CHAIRMAN ROGERS: Okay, we've reached 6 o'clock. How many people
want to keep going? While we're on a roll (indisc.) do we want
to keep going for a little bit longer, or....
MS. BRADY: I'm outa here. I'm giving a speech on Anchorage ten
years from now.
(Laughter)
MS. BRADY: ....I went into this thing about how the Fiscal
Planning Commission had come out with their report ten years ago
and it's hilarious.
CHAIRMAN ROGERS: Let me try one more straw poll just to see where
we are. That's on the issue of permanent fund endowment at 4
percent. And the question is, for how many people would that --
would a plan that had permanent fund made into an endowment fund
with an annual 4 percent rate -- for how many people is this --
could they accept a plan with that and for how many people could
they not accept a plan for that.
SENATOR LINCOLN: Which is the scenario that we've got before us.
CHAIRMAN ROGERS: Which is an element of the scenario before you.
MS. BRADY: Are we not -- are we not accepting -- I mean are we
going just to use -- just is it the 4 percent we're voting on or
the whole concept?
CHAIRMAN ROGERS: The concept of -- maybe we ought to....
UNIDENTIFIED SPEAKER (male): Ya, let's back up.
CHAIRMAN ROGERS: The concept of permanent fund as an endowment
fund with an annual pay out rate.
MR. GORSUCH: That combined with other measures closes the gap.
Note: Indiscernible -- too many people talking at the same time.
CHAIRMAN ROGERS: But how many people would an endowment plan for
the permanent fund be acceptable in the final report?
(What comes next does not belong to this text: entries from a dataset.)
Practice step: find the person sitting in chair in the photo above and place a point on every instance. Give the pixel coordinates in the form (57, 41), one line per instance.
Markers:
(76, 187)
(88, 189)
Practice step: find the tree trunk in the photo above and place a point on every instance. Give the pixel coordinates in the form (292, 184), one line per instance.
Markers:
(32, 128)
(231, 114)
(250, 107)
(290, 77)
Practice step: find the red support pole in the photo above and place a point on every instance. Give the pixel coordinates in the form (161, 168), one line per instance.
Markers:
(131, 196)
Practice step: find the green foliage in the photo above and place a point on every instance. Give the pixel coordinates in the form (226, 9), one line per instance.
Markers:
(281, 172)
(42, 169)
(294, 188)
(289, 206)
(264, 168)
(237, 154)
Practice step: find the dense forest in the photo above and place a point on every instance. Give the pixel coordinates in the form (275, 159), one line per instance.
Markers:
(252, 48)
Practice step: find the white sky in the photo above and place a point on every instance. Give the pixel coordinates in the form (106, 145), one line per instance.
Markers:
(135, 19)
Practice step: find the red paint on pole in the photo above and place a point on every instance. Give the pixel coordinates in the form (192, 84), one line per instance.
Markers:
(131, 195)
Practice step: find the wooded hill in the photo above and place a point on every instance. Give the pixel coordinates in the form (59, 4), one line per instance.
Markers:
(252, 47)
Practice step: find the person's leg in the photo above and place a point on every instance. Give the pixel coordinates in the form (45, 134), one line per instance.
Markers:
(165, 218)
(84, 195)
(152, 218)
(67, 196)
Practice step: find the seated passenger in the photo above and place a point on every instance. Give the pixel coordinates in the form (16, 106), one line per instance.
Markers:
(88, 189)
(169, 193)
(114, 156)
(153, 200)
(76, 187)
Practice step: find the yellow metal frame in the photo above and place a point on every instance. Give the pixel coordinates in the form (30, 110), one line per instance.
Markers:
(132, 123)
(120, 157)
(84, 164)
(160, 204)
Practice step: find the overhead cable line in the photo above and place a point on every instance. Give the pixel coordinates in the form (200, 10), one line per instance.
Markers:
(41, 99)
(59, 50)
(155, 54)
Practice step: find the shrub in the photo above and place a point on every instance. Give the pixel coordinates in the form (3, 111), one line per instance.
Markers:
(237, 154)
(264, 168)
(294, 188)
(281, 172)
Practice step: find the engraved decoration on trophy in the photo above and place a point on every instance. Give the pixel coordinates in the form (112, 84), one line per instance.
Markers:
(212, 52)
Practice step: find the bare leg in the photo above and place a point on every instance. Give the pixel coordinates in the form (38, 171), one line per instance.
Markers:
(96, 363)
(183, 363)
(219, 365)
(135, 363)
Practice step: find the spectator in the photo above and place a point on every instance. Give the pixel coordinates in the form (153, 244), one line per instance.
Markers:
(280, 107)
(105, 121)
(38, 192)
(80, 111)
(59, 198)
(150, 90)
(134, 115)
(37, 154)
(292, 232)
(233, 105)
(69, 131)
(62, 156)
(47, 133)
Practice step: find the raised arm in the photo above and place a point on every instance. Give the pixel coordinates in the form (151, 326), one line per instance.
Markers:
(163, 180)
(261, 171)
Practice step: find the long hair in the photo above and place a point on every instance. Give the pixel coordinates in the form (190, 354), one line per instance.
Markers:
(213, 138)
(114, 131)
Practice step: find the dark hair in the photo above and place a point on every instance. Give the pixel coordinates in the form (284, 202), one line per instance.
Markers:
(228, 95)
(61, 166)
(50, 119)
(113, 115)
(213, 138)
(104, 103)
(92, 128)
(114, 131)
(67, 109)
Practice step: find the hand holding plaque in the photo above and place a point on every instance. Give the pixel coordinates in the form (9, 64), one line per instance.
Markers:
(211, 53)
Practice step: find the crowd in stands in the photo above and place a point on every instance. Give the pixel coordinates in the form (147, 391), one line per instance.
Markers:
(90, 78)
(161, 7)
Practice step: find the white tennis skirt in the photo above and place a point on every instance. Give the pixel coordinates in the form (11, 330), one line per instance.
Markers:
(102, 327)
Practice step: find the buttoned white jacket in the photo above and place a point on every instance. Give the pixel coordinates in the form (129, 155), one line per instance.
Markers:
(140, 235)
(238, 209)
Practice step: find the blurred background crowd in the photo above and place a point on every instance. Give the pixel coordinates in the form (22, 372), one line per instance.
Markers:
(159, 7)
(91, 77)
One, two,
three, four, five, six, seven, eight, nine, ten. And for how many
people is that not okay? Had enough voting for the night?
Note: Several individuals responded in the affirmative.
CHAIRMAN ROGERS: I need a count -- I didn't hear a majority on
that -- we just lost Lee. For how many people a plan without an
endowment? For how many people does a plan that does not have an
endowment potentially acceptable?
MR. LUDWIG: Is an endowment a constitutional issue or just....
Note: Several individuals responded in the affirmative.
CHAIRMAN ROGERS: For how many people would it be acceptable to
have a plan without an endowment? One, two, three, four, five,
six. And how many people is it unacceptable to have a plan without
an endowment? One, two, three, four. I think that tells us more
than the first vote by itself.
MS. FOUSE: We'll be on the fifth floor tomorrow, so take your
stuff.
Note: Indiscernible chatter to the end of the tape.